McALLEN — A new international partnership aims at better preparing those seeking manufacturing jobs on either side of the border by sharing assets between colleges.
A partnership between South Texas College and Instituto Tecnológico de Reynosa (Technological Institute of Reynosa) was recently finalized aiming at opening a pipeline so that students and teachers can transfer between campuses to learn skills needed on the border region.
“They are a major producer of engineers in Mexico, so anybody who wants to pursue an engineering degree in a bilingual manner would be able to do that,” said Mario Reyna, dean for Business and Technology. “We have a common interest in supporting an industry that is part of the community.”
Talks on how to create this connection started about eight years ago, Reyna said, but the two colleges had to follow strict procedures to legally align their needs and wants.
Years ago they realized that the two institutions have a shared goal of catering to the manufacturing industry and tackle it from similar aspects.
But STC has credentials in automation systems that are unique for the region. These are certifications that students and teachers could use in order to fill those needs on the Mexican side of the border, he said, just as the institute offers degrees in engineering that students from the U.S. could benefit from pursuing.
“We have unique programs that have unique accreditations,” Reyna said. “We are one of the few institutions in the state of Texas to have those particular credentials.”
Reyna referred to manufacturing credentials such as those required to operate Festo equipment — a world-renowned automation and technology supplier. If the institute wanted to apply for those credentials, faculty would first need to be accredited, he explained.
These and other certifications are offered though STC’s Institute for Advanced Manufacturing.
“The main emphasis is to pursue the Institute of Advanced Manufacturing,” Reyna said. “We can help them in whatever manner they want us to and then we are thinking they can help us, so that we can understand a little bit better what is going on in Reynosa.”

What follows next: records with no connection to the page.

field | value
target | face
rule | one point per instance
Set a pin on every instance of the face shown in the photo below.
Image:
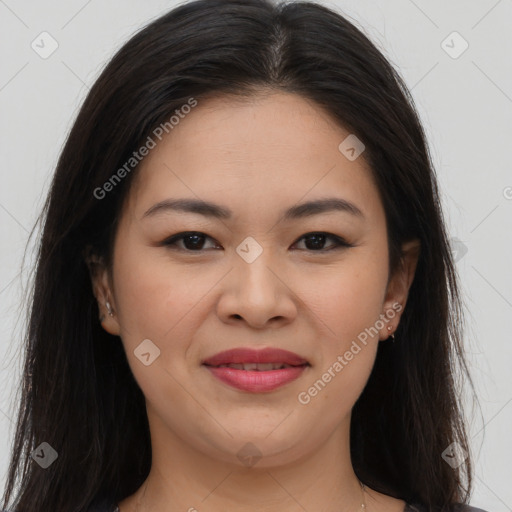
(314, 282)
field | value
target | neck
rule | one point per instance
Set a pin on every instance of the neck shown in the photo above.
(185, 478)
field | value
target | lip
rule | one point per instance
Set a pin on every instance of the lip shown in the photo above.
(255, 381)
(251, 355)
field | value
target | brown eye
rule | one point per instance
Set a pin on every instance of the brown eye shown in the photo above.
(315, 242)
(192, 241)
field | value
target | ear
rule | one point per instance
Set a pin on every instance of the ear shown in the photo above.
(101, 285)
(398, 288)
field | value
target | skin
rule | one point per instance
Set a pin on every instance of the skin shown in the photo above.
(256, 157)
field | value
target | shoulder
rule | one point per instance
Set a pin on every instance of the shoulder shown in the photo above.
(456, 507)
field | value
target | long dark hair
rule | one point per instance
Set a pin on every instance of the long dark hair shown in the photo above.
(78, 393)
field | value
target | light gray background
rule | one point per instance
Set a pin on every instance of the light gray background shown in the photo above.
(466, 107)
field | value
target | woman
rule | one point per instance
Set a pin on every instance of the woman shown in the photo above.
(245, 297)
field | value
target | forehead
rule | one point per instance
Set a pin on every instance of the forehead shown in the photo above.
(249, 152)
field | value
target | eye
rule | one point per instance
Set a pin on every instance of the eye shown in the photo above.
(192, 240)
(317, 240)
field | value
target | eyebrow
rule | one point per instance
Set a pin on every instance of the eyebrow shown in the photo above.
(209, 209)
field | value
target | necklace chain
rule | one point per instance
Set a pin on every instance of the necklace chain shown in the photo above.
(363, 504)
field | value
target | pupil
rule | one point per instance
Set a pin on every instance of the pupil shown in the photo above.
(317, 237)
(194, 244)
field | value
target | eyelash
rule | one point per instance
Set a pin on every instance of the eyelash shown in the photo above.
(340, 243)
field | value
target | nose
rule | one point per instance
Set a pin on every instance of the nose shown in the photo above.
(258, 294)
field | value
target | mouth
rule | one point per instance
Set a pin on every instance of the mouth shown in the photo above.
(256, 371)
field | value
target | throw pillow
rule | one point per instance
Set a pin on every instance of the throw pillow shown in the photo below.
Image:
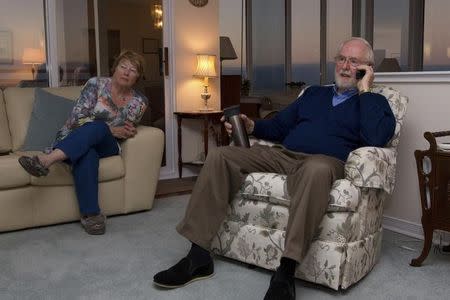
(49, 114)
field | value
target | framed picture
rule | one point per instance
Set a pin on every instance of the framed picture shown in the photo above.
(6, 55)
(150, 46)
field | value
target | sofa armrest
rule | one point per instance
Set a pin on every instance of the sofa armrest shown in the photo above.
(372, 167)
(254, 141)
(142, 157)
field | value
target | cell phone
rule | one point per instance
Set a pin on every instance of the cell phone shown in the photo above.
(360, 74)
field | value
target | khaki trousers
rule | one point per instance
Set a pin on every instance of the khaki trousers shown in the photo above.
(309, 181)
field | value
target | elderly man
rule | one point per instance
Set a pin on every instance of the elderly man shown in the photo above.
(315, 135)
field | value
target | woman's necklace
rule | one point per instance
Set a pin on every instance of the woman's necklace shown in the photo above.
(120, 98)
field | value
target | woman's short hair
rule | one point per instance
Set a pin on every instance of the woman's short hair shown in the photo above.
(134, 58)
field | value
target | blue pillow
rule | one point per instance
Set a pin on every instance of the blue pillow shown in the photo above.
(49, 114)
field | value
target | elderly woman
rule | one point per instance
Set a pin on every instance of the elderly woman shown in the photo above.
(106, 112)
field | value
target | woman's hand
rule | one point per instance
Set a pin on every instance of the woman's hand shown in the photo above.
(124, 132)
(248, 123)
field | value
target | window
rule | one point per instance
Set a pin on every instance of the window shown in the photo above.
(22, 43)
(411, 35)
(306, 43)
(339, 28)
(436, 42)
(390, 35)
(268, 46)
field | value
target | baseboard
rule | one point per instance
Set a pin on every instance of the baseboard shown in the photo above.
(412, 229)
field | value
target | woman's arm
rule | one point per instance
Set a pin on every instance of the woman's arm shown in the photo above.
(84, 107)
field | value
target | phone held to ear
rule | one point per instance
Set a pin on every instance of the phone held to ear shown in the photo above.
(360, 74)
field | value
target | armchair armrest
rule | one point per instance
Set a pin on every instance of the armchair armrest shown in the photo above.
(142, 157)
(372, 167)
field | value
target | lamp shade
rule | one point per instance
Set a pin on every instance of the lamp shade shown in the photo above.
(205, 66)
(32, 56)
(226, 49)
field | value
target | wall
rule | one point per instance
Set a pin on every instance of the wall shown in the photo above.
(195, 31)
(428, 110)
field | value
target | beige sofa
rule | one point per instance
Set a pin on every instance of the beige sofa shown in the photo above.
(127, 183)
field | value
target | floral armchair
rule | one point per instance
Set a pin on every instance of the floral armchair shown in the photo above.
(348, 240)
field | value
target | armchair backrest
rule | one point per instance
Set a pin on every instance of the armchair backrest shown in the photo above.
(398, 105)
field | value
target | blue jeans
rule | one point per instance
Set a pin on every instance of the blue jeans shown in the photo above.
(84, 147)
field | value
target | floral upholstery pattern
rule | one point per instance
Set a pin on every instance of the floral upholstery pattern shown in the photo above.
(348, 241)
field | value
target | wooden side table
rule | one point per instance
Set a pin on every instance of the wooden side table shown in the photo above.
(433, 170)
(208, 117)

Private companies from across the Valley partner with the college to send their employees to the center in order to get them certified in the latest machinery and promote within the company.
The same model would be utilized to cater to the Instituto Tecnológico, Reyna explained, as they will meet in upcoming weeks to decide which programs or projects they plan to focus on first.
“Once we meet in the next few weeks the idea would be to have all the details and procedures in place to start probably in the fall,” Reyna said, referring to the fall 2018 semester.
Transferring students from Reynosa that seek to follow a for-credit program would face international-student rates, and those who wish to pursue certifications would pay regular continuing-education fees.
“We feel pleased with the agreement that we have been waiting for (for) eight years,” said Instituto Tecnológico Director Mara Grassiel Acosta Gonzalez in a news release. “Thank you for giving this opportunity to our students and instructors.”